A SINGLE-FIELD SWAT MODEL APPROACH TO EVALUATE IMPROVEMENTS IN PROCESS REPRESENTATION FOR PERCHED WATER TABLE DEPTH SIMULATION AND SOIL TEMPERATURE DYNAMICS

Abstract

While the Midwest has fertile soil ideal for agricultural production, in many cases these soils were historically wetlands that have been artificially drained. A soil profile with a seasonally high perched water table is not suitable for growing most crops. Subsurface (“tile”) drainage helps lower the soil water table and increase crop yield by moving water out of the farm field through subsurface waterways. However, tile drains are also a direct conduit for nutrients to leave the field. Nutrient runoff contributes to harmful algal blooms and dead zones, which threaten ecosystems and human health. The Soil and Water Assessment Tool (SWAT) is a hydrologic model used to simulate the effects of land use, topography, soil type, and climate on hydrology and nutrient runoff. Several states rely on SWAT to calculate total maximum daily loads (TMDLs) and guide progress toward water quality goals. However, previous studies have identified areas for improvement in SWAT’s ability to simulate cold-season processes. Research has also indicated that the calculation of the perched water table depth is not fully tied to soil moisture by layer or tile flow.

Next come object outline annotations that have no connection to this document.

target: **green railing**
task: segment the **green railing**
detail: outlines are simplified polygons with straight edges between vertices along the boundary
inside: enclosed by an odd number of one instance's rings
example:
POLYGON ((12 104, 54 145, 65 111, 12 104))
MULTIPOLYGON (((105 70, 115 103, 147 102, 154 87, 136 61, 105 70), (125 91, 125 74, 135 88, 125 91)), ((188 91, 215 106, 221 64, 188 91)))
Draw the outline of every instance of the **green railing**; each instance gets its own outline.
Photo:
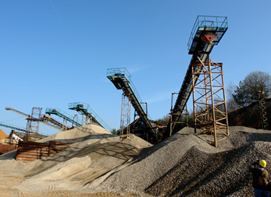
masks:
POLYGON ((68 122, 76 124, 78 126, 81 126, 82 125, 73 120, 73 118, 71 115, 67 114, 66 112, 62 111, 59 108, 47 108, 45 110, 45 113, 47 114, 54 114, 59 117, 63 117, 64 119, 68 120, 68 122))
MULTIPOLYGON (((147 108, 145 105, 142 105, 142 103, 144 103, 142 101, 142 99, 140 98, 140 96, 139 95, 138 91, 136 89, 135 85, 133 85, 131 79, 131 74, 126 68, 108 68, 107 71, 106 76, 108 78, 110 78, 111 77, 125 77, 128 82, 130 83, 130 87, 131 87, 131 89, 135 94, 136 98, 138 99, 138 102, 140 103, 140 105, 141 105, 141 108, 143 109, 144 112, 147 113, 147 108)), ((149 120, 152 120, 152 117, 148 114, 147 118, 149 120)))
POLYGON ((112 129, 89 107, 89 104, 81 102, 68 103, 70 110, 86 110, 87 113, 94 118, 107 131, 111 132, 112 129))
MULTIPOLYGON (((223 32, 226 31, 228 29, 227 17, 198 15, 190 34, 189 40, 187 44, 189 50, 190 50, 197 32, 198 31, 206 30, 207 28, 209 31, 216 31, 218 30, 223 32)), ((220 38, 219 38, 219 40, 220 40, 220 38)), ((217 42, 214 43, 214 44, 217 44, 217 42)))

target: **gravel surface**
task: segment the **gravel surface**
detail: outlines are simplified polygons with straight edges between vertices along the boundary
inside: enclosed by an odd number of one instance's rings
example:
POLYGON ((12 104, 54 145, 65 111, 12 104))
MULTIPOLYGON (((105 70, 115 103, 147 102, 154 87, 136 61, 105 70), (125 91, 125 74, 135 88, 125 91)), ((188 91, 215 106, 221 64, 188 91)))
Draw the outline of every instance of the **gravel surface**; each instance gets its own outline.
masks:
POLYGON ((271 174, 270 131, 229 130, 217 148, 207 141, 212 136, 194 134, 192 128, 156 145, 133 136, 120 142, 95 125, 61 132, 43 140, 73 143, 52 156, 27 163, 15 161, 15 152, 0 156, 0 191, 3 196, 66 196, 69 191, 71 196, 254 196, 249 166, 265 159, 271 174))
POLYGON ((143 150, 132 164, 98 187, 85 188, 154 196, 253 196, 249 166, 257 158, 271 163, 270 131, 233 126, 217 148, 204 135, 182 129, 143 150))

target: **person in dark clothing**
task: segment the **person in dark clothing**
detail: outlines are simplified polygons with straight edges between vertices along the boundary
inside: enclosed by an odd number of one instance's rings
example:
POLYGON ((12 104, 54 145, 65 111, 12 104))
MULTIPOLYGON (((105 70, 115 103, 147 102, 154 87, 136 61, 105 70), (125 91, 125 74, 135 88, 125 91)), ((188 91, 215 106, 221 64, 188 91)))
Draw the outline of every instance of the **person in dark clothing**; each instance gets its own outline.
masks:
POLYGON ((252 187, 254 188, 255 197, 269 197, 267 187, 268 172, 265 167, 265 160, 257 159, 249 168, 253 176, 252 187))

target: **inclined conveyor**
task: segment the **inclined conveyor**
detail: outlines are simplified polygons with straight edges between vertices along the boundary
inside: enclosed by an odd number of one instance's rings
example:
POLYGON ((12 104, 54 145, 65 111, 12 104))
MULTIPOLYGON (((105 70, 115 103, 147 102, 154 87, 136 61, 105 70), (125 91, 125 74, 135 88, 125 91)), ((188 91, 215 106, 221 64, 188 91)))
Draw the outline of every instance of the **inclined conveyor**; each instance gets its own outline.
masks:
POLYGON ((36 122, 38 121, 46 126, 49 126, 56 129, 67 130, 71 129, 69 127, 66 127, 66 126, 64 126, 61 123, 59 122, 57 120, 45 115, 44 115, 43 117, 41 117, 39 118, 36 118, 36 117, 31 117, 30 115, 27 115, 26 113, 24 113, 22 112, 13 109, 10 107, 6 107, 6 110, 17 113, 17 115, 20 115, 20 116, 26 118, 27 119, 31 118, 32 121, 36 121, 36 122))
MULTIPOLYGON (((189 54, 193 54, 174 108, 171 112, 173 128, 180 121, 181 115, 192 92, 192 66, 206 63, 214 45, 217 45, 228 29, 226 17, 199 15, 193 27, 188 43, 189 54)), ((198 73, 201 69, 197 70, 198 73)), ((196 82, 196 78, 194 79, 196 82)), ((167 130, 170 129, 170 124, 167 130)))
POLYGON ((57 116, 62 117, 63 119, 75 124, 78 126, 82 126, 80 124, 79 124, 76 121, 74 121, 73 117, 71 115, 68 115, 67 113, 64 112, 64 111, 62 111, 60 109, 47 108, 45 110, 45 113, 48 114, 50 115, 51 114, 57 115, 57 116))
POLYGON ((130 102, 136 112, 144 122, 146 127, 154 133, 156 133, 156 131, 152 127, 149 121, 152 119, 147 114, 146 107, 142 105, 144 103, 141 101, 140 96, 131 80, 131 75, 128 71, 125 68, 108 68, 106 75, 117 89, 122 89, 125 96, 129 96, 130 102))
POLYGON ((89 107, 88 104, 80 102, 68 103, 68 109, 78 111, 87 118, 91 118, 92 122, 98 124, 107 131, 112 131, 111 128, 89 107))

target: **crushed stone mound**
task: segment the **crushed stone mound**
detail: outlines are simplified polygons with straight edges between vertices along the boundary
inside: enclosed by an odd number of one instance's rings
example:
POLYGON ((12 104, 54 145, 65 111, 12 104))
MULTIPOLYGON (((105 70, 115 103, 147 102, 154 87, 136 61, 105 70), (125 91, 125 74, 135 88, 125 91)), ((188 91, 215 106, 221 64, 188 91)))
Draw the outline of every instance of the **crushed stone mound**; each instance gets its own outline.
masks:
POLYGON ((11 153, 0 156, 0 173, 20 180, 6 186, 12 194, 253 196, 251 163, 265 159, 271 174, 270 131, 232 126, 215 148, 192 128, 154 146, 133 135, 120 141, 94 124, 73 130, 42 140, 73 143, 45 159, 24 163, 11 153))

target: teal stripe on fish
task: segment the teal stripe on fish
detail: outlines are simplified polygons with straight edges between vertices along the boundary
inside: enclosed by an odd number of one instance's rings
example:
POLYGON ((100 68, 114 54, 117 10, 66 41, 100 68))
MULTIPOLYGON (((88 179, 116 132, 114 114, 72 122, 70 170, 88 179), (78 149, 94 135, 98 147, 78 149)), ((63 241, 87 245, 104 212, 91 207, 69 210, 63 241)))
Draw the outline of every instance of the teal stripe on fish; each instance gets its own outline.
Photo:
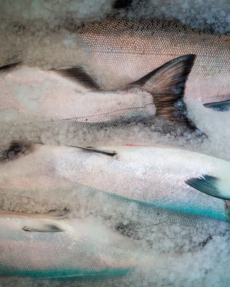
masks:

To address this, (1) a single-field SWAT model was developed, (2) a physically based soil temperature equation created by Qi et al. (2016a,b; 2019) was integrated into the SWAT source code, (3) a new method of calculating perched water table depth by using soil water by layer above field capacity was added to the SWAT source code, and (4) the single-field SWAT model was calibrated to evaluate model improvements. Improvements to soil temperature simulation by Qi et al. (2016a,b; 2019) were found to improve both soil temperature simulation (RSR < 0.5) and some subsurface hydrology parameters when compared to measured data. Statistical results for the perched water table improvements to the SWAT source code were mixed for hydrologic variable outputs. However, this thesis is the first step in improving the simulation of the perched water table, and further improvements are needed.